Kate Hudson, chair of the London-based Campaign for Nuclear Disarmament, issued a grave warning after the collision of a British and a French nuclear-armed submarine patrolling the mid-Atlantic a couple of weeks ago.

“This is a nuclear nightmare of the highest order,” she said. “The dents on the British sub show the boats were no more than a couple of seconds away from a total catastrophe.”

The collision, Hudson added, “could have released vast amounts of radiation and scattered scores of nuclear warheads across the seabed.”

She called on British Prime Minister Gordon Brown to “end continuous patrols, building on Barack Obama’s recent move to downgrade the alert status of U.S. nukes.”

The U.S. deploys 14 nuclear subs, each with scores of nuclear warheads, on constant patrol around the world. Russia has a similar number and is said to be developing more. (Russia’s nuclear-armed Kursk submarine sank in 2000, killing all sailors aboard.) Britain and France each have four nuclear-armed subs, each capable of carrying up to 16 missiles.

These submarines are relics of the Cold War that supposedly ended with the collapse of the Soviet Union in 1991. Eighteen years later, why do we still have these enormous arsenals of weapons of mass destruction, some on hair-trigger alert? What justification is there for the U.S. Senate to refuse to ratify the Comprehensive Nuclear Test Ban Treaty? Why does the U.S. deploy 5,535 nuclear warheads on intercontinental missiles, nuclear-armed aircraft and 14 submarines? Why is Defense Secretary Robert Gates advocating development and deployment of a new generation of nuclear warheads? And why is the Pentagon still hell-bent on a futile project of developing a missile capable of shooting down ballistic missiles? Why do they push forward with a crazed scheme of deploying anti-missile “shields” in the Czech Republic and Poland? What war are they preparing to fight?

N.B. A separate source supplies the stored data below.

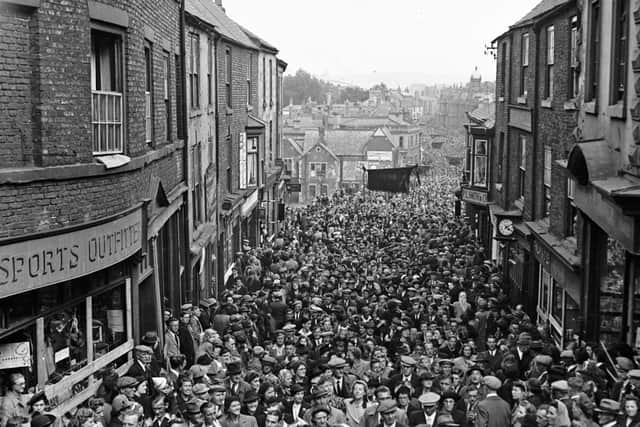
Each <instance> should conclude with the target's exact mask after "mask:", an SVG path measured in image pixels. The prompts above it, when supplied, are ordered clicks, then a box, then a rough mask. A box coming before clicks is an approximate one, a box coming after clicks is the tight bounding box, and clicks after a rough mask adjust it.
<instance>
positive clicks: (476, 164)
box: [471, 139, 487, 187]
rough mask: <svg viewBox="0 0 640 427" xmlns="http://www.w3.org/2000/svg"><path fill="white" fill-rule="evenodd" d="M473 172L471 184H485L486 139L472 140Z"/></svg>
mask: <svg viewBox="0 0 640 427" xmlns="http://www.w3.org/2000/svg"><path fill="white" fill-rule="evenodd" d="M472 167H473V172H472V177H473V181H472V183H471V184H472V185H475V186H477V187H486V186H487V140H486V139H474V141H473V165H472Z"/></svg>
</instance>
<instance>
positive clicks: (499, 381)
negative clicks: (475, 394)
mask: <svg viewBox="0 0 640 427" xmlns="http://www.w3.org/2000/svg"><path fill="white" fill-rule="evenodd" d="M482 382H483V383H484V385H486V386H487V387H489V388H490V389H491V390H498V389H499V388H500V387H502V381H500V379H498V377H494V376H493V375H487V376H486V377H484V378H483V379H482Z"/></svg>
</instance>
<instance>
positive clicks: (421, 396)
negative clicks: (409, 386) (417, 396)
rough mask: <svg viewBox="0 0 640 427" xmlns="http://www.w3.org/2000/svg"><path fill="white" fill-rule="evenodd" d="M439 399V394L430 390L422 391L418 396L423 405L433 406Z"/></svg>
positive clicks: (421, 403) (418, 401)
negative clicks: (431, 391) (420, 394)
mask: <svg viewBox="0 0 640 427" xmlns="http://www.w3.org/2000/svg"><path fill="white" fill-rule="evenodd" d="M439 401H440V395H439V394H437V393H433V392H431V391H429V392H427V393H424V394H422V395H420V397H418V402H420V404H421V405H423V406H433V405H436V404H437V403H438V402H439Z"/></svg>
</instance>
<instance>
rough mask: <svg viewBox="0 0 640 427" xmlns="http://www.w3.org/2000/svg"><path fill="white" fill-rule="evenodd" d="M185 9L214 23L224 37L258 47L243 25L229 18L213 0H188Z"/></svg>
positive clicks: (241, 44)
mask: <svg viewBox="0 0 640 427" xmlns="http://www.w3.org/2000/svg"><path fill="white" fill-rule="evenodd" d="M185 10H186V11H187V13H189V14H190V15H192V16H195V17H196V18H199V19H201V20H202V21H204V22H206V23H208V24H211V25H213V26H214V27H215V28H216V31H217V32H218V33H220V34H221V35H222V36H223V37H225V38H227V39H229V40H231V41H234V42H236V43H238V44H240V45H243V46H244V47H248V48H250V49H257V48H258V46H256V44H255V43H254V42H252V41H251V39H250V38H249V36H247V34H246V33H245V32H244V31H243V30H242V27H240V25H238V24H237V23H236V22H235V21H233V19H231V18H229V17H228V16H227V14H226V13H225V12H224V11H223V10H222V9H221V8H220V6H218V5H217V4H215V2H213V1H212V0H186V2H185Z"/></svg>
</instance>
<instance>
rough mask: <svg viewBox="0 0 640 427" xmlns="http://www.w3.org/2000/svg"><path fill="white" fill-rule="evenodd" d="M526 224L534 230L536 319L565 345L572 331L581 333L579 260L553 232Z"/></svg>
mask: <svg viewBox="0 0 640 427" xmlns="http://www.w3.org/2000/svg"><path fill="white" fill-rule="evenodd" d="M528 224H529V226H530V228H531V229H532V230H533V231H534V240H533V244H532V247H533V257H534V267H533V268H534V273H535V274H536V276H537V280H536V282H537V283H538V295H537V306H536V314H537V319H538V322H539V323H541V324H545V325H547V326H548V327H549V331H550V332H551V336H552V338H553V340H554V342H555V344H556V345H557V346H558V347H559V348H564V345H565V343H566V342H569V341H571V340H572V338H573V335H574V334H579V335H581V336H583V331H582V328H583V324H584V317H583V315H582V310H581V305H580V304H581V301H582V281H581V276H580V260H579V258H578V257H577V256H576V255H574V254H572V253H570V252H569V251H567V250H565V249H564V248H563V247H562V246H561V244H560V243H559V242H557V241H555V240H554V239H553V236H551V235H549V234H548V233H542V232H541V229H540V228H539V227H537V224H536V223H528Z"/></svg>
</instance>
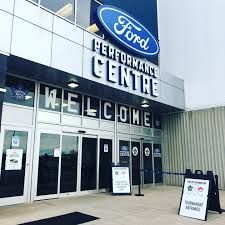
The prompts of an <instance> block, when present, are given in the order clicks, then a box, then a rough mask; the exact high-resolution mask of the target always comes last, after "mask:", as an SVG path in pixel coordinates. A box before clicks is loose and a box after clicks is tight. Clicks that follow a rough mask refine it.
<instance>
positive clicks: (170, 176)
mask: <svg viewBox="0 0 225 225" xmlns="http://www.w3.org/2000/svg"><path fill="white" fill-rule="evenodd" d="M163 153H164V154H163V161H164V162H163V165H164V168H163V169H164V171H171V172H185V169H186V168H187V169H192V170H196V169H200V170H203V171H204V172H206V171H207V170H213V172H214V173H215V174H217V175H218V176H219V187H220V188H221V189H223V190H225V107H218V108H210V109H204V110H196V111H191V112H184V113H176V114H170V115H165V116H164V117H163ZM164 180H165V183H166V184H168V185H176V186H181V185H182V184H183V177H181V176H173V175H165V179H164Z"/></svg>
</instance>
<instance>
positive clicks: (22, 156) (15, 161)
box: [5, 149, 23, 170]
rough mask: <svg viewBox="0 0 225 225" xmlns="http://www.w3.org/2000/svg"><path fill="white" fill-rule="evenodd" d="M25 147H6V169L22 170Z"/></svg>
mask: <svg viewBox="0 0 225 225" xmlns="http://www.w3.org/2000/svg"><path fill="white" fill-rule="evenodd" d="M22 160H23V149H6V161H5V170H21V169H22Z"/></svg>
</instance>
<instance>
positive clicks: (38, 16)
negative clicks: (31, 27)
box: [14, 0, 53, 31]
mask: <svg viewBox="0 0 225 225" xmlns="http://www.w3.org/2000/svg"><path fill="white" fill-rule="evenodd" d="M14 14H15V16H18V17H20V18H22V19H24V20H27V21H29V22H31V23H33V24H35V25H37V26H40V27H42V28H44V29H47V30H48V31H52V24H53V15H52V14H51V13H49V12H47V11H46V10H44V9H41V8H40V7H37V6H36V5H34V4H32V3H30V2H28V1H18V0H17V1H15V11H14Z"/></svg>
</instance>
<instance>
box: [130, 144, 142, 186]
mask: <svg viewBox="0 0 225 225" xmlns="http://www.w3.org/2000/svg"><path fill="white" fill-rule="evenodd" d="M140 147H141V146H140V142H136V141H132V142H131V155H132V185H138V184H139V183H140V153H141V152H140Z"/></svg>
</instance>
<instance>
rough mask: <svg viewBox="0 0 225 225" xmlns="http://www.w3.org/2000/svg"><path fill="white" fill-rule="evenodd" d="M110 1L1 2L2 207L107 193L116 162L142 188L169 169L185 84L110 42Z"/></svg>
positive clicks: (14, 0) (4, 1)
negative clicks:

Nuclear weaponry promoters are still alive and well in Washington and in military corporate suites, dreaming of hefty profits and U.S. global domination based on nuclear terror. Kate Hudson is right that the collision of those two nuclear subs is a wake-up call. It is time to build on President Obama’s initiative to move toward international agreements that ultimately abolish all nuclear weapons.